By Beth Keil
This September 11 was the tenth anniversary of 9/11. There are times in our lives when we remember where we were and what we were doing and 9/11 is one of those times. I was a visiting nurse at a patient’s home who was quite irate her morning TV program, Jerry Springer, was preempted. There on her large screen TV was a scene being played out I couldn’t comprehend. I knew it was the World Trade Towers as they were a sight I used to see every day from my bedroom when I lived in NJ. Needless to say I couldn’t focus on the news while my patient was ranting.
As the day unfolded I tried to make sense of what was happening. My children were dismissed early from school as many other children were. My immediate reaction was to protect them. I was able to keep them occupied while I watched the news trying to process what was going on so I could explain to them what had happened. How I wanted them to feel safe. The safety I felt growing up was something they would no longer have. I can’t convey how sad that made me feel.
I had a personal connection to these events as a close friend from high school worked blocks away from the towers and was there as they plunged to the ground. I wasn’t able to contact him by cell phone until a day later and up till then I didn’t know if he and his family were safe.
Those were long days, weeks, and months that followed those day’s events.

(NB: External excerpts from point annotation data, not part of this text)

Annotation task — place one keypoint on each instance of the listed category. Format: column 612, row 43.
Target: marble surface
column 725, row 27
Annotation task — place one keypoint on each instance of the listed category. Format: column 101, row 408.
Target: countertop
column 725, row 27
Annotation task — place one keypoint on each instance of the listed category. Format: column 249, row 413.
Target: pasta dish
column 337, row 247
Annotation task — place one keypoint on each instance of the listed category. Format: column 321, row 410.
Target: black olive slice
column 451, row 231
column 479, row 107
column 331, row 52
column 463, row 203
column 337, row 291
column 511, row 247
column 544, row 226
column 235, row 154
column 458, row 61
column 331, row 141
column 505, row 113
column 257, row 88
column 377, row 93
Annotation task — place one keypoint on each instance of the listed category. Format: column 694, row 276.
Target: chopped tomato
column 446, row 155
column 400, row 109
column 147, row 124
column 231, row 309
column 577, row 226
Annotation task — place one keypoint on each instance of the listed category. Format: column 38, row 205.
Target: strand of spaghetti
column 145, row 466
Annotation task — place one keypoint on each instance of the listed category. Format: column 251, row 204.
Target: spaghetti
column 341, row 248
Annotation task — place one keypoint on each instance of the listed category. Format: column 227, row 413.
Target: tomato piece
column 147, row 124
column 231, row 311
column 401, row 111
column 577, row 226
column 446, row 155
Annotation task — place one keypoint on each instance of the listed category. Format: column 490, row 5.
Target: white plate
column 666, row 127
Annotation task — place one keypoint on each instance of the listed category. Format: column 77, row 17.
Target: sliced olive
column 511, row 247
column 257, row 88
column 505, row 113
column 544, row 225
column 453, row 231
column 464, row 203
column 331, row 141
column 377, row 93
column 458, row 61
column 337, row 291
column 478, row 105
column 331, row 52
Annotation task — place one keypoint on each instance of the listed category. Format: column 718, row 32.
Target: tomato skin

Fast forward a few months later. I had just finished working a 12 hour day. I hadn’t eaten all day and was grumpy; now I was driving home knowing I’d be working 12 hours the next day. As I was merging onto the highway I noticed this large, bright full moon set in the dark sky. It was if I hadn’t seen it for years. As I looked at the moon it was then I realized something I hadn’t felt for some time—JOY. The events of 9/11 had taken joy out of my life. I had had happy moments but that was different. Joy to me is more like the foundation of a home while happy is the contents of the room. Rooms can be redecorated but a foundation is what everything else rests on.
I briefly gazed at the moon while keeping my eye on the road realizing if I hadn’t worked as long as I had I would have missed this wondrous site! The day then melted into the background. I recalled the words of my friend, Leslie, had shared a few weeks earlier: “I won’t let a terrorist take joy out of my life. If I do then they’ve won.” I hadn’t fully appreciated these words when she spoke them but I did now.
It doesn’t have to be a person who takes joy away, it could be the events in one’s life, too. It can be easy to be joyful when life is going well but it’s another thing when life is hard, sad, and difficult, when you have to create joy for yourself. Perhaps it’s this quality of creating from within that leads to resiliency, to be able to move through even the most horrific of events and do more than survive but thrive. We all need skills, tools and resources so when we are the ones creating our foundation we are up to the task of creating our JOY.